Stimulation:
Stimulation of cholinergic nerves is achieved either directly
or indirectly. Direct acting agents (agonists) activate the receptor
site by mimicking the effects of acetylcholine. Cholinesterase
inhibitors act indirectly by preventing the enzyme from hydrolyzing
(inactivating) acetylcholine at the receptor site. This inhibition
permits the buildup of acetylcholine and results in more intensive
and prolonged activation of the receptor site. The effects of
cholinergic stimulation include: vasodilation of blood vessels;
slower heart rate; constriction of bronchioles and increased
secretion of mucus in the respiratory tract; intestinal cramps;
secretion of salvia; sweat and tears; and constriction of eye
pupils.
Direct Acting Cholinergic Agents - Agonists:
Direct acting cholinergic agents act as agonists and initiate
stimulant type responses at the receptor site. Direct stimulation
of acetylcholine receptors is achieved by: Arecholine, Pilocarpine,
Urecholine(Betanechol), Carbachol, Choline, Metacholine, Mushrooms
(Boletus sp., Clitocybe sp. , Inocybe sp.)
Drugs: Urecholine and philocarpine are direct acting
drugs. Urecholine is used to restore parasympathetic tone to
smooth muscles of the intestinal tract and bladder following
abdominal surgery. Pilocarpine is used to constrict pupils and
reduce pressure caused by glaucoma. Pilocarpine contracts the
ciliary muscle with causes the iris to be withdrawn. This action
permits drainage of the aqueous humor and thus relieves the pressure
due to a glaucoma condition.
Cholinergic Poison agents which mimic the structure
of acetylcholine include two poisons: muscarine - an alkaloid
present in poisonous mushrooms and nicotine from cigarettes.

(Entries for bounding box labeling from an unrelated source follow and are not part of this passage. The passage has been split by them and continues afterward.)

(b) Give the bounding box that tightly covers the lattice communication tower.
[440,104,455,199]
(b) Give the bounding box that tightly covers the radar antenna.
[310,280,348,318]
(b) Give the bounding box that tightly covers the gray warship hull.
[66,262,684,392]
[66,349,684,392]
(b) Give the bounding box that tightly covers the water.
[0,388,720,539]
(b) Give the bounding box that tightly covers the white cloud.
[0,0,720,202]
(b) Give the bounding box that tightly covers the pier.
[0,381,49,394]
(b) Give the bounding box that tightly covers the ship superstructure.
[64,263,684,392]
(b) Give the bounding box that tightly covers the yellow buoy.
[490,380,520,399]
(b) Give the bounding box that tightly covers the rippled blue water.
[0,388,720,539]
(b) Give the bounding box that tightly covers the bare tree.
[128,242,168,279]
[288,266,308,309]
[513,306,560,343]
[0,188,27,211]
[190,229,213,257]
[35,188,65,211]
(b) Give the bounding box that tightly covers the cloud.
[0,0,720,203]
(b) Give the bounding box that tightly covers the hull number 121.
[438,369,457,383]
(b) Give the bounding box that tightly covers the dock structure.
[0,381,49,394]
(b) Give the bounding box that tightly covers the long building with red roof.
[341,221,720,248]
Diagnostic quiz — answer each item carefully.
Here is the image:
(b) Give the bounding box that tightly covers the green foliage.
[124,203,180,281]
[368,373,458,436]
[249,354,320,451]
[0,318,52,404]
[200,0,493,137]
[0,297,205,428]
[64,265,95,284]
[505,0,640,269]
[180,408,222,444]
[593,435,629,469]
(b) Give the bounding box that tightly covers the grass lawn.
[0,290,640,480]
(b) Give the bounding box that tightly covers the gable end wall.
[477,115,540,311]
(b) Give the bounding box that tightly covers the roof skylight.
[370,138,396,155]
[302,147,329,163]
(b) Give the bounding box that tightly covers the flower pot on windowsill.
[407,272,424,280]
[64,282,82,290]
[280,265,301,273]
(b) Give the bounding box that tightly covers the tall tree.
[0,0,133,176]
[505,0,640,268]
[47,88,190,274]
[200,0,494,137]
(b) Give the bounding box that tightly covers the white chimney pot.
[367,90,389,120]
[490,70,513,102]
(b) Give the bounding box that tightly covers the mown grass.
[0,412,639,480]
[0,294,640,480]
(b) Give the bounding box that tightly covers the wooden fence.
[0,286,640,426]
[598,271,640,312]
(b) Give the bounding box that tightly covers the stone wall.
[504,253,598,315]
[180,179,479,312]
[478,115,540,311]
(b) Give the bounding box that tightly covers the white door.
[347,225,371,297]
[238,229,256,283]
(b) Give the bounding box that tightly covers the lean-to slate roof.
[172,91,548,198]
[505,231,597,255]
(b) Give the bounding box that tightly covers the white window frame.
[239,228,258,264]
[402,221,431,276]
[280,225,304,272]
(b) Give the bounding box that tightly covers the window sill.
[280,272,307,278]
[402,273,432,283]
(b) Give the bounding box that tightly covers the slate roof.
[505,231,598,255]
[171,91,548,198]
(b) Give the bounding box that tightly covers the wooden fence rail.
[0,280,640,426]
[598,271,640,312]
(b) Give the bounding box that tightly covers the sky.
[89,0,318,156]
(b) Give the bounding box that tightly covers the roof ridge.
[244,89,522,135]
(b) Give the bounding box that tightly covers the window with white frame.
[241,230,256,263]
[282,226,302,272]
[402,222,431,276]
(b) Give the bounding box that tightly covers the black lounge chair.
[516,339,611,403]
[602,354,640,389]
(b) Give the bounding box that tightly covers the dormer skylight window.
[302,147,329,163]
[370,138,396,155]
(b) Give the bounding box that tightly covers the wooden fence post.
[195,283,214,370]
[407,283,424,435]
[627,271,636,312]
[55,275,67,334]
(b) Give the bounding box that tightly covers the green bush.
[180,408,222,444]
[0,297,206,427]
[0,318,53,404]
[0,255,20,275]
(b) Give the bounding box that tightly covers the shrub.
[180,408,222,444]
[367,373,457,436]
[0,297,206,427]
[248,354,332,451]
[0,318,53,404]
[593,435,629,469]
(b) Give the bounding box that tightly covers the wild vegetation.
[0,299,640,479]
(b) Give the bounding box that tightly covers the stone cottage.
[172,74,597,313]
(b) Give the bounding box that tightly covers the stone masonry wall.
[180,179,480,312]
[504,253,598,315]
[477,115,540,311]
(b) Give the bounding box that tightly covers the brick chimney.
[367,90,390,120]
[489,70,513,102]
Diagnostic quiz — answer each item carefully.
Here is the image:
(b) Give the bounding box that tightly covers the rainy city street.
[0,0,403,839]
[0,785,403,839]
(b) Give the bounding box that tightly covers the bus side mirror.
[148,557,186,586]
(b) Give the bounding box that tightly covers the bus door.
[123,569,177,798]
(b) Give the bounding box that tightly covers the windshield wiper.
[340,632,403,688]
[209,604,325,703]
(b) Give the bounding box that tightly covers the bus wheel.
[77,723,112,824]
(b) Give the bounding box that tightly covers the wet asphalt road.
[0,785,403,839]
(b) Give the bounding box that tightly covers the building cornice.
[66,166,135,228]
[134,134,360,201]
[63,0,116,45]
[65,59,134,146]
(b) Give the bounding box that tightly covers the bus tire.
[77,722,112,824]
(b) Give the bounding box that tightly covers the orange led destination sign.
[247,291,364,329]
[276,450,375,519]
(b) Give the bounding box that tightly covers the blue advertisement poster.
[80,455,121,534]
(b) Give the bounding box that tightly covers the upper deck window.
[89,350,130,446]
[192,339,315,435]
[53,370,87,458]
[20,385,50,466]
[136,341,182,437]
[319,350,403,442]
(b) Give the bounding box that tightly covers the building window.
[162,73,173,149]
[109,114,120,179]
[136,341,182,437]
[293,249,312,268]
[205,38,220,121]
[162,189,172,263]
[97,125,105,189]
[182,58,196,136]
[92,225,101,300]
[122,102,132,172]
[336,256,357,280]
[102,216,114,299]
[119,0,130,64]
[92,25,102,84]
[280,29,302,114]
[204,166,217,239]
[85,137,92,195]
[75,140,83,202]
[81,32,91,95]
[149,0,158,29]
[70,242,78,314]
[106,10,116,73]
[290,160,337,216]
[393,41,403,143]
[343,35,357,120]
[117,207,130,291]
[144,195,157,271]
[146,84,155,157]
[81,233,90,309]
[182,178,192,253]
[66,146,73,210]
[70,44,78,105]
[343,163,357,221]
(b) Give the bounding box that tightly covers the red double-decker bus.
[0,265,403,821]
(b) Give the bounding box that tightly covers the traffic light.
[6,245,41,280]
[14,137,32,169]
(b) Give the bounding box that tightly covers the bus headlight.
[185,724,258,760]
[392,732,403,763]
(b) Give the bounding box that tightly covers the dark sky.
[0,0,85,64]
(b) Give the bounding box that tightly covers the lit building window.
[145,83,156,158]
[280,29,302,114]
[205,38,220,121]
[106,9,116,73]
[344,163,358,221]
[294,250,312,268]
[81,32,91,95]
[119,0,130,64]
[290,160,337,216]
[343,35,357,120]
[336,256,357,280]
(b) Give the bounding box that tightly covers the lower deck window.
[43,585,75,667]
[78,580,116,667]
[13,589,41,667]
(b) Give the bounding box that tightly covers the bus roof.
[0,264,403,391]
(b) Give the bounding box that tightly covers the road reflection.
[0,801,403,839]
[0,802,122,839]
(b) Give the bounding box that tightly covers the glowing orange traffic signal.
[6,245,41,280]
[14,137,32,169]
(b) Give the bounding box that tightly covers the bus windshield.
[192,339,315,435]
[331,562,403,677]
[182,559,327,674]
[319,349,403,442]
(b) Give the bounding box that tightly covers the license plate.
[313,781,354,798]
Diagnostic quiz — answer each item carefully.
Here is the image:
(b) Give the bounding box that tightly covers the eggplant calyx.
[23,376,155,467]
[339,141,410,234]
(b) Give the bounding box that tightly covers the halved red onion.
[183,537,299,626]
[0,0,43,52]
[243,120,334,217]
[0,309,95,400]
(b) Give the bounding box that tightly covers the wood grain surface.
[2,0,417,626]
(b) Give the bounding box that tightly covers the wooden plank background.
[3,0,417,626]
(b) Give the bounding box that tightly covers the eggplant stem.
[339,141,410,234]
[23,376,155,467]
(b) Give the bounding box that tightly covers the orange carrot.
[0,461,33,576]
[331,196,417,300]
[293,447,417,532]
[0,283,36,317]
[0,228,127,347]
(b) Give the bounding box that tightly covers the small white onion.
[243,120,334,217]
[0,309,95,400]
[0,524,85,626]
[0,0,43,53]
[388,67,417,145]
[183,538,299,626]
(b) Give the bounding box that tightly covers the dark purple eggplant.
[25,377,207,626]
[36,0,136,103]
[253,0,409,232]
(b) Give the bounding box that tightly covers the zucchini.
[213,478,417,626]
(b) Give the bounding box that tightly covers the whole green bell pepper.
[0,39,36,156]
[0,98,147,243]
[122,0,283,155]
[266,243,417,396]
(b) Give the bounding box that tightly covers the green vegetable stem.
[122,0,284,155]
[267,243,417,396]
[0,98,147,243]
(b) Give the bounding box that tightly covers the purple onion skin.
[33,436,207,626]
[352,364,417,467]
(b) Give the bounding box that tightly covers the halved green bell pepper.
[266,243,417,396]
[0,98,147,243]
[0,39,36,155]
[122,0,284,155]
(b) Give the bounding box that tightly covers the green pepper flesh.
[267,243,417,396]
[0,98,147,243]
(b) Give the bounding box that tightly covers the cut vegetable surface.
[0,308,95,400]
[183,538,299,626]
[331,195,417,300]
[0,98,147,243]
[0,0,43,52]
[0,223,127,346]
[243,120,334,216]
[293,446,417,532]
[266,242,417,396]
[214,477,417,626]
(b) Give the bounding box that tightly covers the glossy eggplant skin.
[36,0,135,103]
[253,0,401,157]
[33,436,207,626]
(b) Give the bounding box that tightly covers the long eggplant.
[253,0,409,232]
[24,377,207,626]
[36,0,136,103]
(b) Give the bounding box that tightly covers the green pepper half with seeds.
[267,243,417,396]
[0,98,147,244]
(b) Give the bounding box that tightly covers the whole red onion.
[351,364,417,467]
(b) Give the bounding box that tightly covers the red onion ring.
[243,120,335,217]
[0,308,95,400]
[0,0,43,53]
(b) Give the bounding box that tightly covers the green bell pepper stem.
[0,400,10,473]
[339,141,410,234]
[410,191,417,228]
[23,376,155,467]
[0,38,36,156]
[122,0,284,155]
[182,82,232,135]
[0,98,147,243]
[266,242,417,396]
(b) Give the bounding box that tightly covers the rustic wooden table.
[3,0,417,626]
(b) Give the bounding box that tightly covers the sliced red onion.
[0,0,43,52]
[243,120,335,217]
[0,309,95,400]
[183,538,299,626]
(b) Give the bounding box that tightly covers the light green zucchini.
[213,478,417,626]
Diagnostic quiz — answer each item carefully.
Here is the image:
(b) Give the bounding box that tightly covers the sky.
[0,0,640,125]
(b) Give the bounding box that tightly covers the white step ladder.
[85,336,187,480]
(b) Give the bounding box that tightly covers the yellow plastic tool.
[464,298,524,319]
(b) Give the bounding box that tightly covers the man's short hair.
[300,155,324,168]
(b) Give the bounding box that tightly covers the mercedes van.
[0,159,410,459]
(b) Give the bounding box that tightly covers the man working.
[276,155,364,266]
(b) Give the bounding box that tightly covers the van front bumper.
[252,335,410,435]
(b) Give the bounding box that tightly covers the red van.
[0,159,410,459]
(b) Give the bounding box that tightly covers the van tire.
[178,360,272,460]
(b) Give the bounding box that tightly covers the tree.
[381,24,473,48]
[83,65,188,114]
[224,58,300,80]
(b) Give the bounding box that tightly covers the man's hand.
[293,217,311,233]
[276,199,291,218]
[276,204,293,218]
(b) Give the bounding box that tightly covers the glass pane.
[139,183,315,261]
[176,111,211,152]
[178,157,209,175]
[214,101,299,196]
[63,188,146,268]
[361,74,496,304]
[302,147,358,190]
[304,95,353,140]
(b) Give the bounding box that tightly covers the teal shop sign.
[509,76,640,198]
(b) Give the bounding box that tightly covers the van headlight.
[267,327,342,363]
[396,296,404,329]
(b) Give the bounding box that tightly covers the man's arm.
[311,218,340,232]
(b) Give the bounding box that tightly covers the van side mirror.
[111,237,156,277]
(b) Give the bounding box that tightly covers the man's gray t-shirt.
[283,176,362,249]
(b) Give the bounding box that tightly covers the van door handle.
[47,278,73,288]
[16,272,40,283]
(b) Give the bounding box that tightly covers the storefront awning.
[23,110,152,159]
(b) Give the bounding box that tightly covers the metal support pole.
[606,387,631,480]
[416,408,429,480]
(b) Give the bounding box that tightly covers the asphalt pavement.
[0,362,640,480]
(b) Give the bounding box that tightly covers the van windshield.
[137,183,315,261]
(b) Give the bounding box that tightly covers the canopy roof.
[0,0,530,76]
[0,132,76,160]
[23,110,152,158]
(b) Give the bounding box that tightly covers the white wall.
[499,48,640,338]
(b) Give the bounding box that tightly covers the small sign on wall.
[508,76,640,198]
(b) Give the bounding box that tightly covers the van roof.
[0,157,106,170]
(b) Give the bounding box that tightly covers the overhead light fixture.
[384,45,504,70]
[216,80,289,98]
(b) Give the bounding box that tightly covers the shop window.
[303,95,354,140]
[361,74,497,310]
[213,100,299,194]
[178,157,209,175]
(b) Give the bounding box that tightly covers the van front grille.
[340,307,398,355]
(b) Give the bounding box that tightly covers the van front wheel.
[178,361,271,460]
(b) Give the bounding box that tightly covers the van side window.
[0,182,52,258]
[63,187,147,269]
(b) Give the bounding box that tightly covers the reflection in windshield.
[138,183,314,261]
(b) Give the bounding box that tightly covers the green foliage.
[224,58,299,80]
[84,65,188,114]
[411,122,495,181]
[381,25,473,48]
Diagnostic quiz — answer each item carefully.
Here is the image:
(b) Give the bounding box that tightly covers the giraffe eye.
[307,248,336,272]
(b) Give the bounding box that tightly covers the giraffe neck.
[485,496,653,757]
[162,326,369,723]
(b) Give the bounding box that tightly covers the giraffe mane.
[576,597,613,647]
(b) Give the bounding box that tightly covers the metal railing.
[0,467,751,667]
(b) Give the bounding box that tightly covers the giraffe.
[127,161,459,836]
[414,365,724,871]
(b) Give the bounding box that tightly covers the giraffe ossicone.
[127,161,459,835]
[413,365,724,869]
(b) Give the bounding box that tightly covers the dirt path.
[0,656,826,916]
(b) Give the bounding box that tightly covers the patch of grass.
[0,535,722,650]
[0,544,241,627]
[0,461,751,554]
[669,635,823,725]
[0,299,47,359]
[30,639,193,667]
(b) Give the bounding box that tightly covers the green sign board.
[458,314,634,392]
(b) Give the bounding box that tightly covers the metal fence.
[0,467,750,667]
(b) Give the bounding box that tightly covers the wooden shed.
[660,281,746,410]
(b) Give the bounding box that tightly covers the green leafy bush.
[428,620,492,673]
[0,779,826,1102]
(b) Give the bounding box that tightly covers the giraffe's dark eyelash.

Muscarinic effects are those of parasympathetic overactivity
and include bradycardia, pinpoint pupils, sweating, blurred vision,
excessive lacrimation, excessive bronchial secretions, wheezing,
dyspnoea, coughing, vomiting, abdominal cramping, diarrhea, and
urinary and fecal incontinence.
Nicotine: Nicotinic effects are those of sympathetic
overactivity and neuromuscular dysfunction and include tachycardia,
hypertension, dilated pupils, muscle fasciculation and muscle
weakness.
Accidental ingestion of these poisons may produce death from
heart failure unless treated with a suitable antidote. Atropine
blocks the receptor site to decrease the stimulant effects produced
by the muscarine type poisons, but has no effect on nicotine
receptors.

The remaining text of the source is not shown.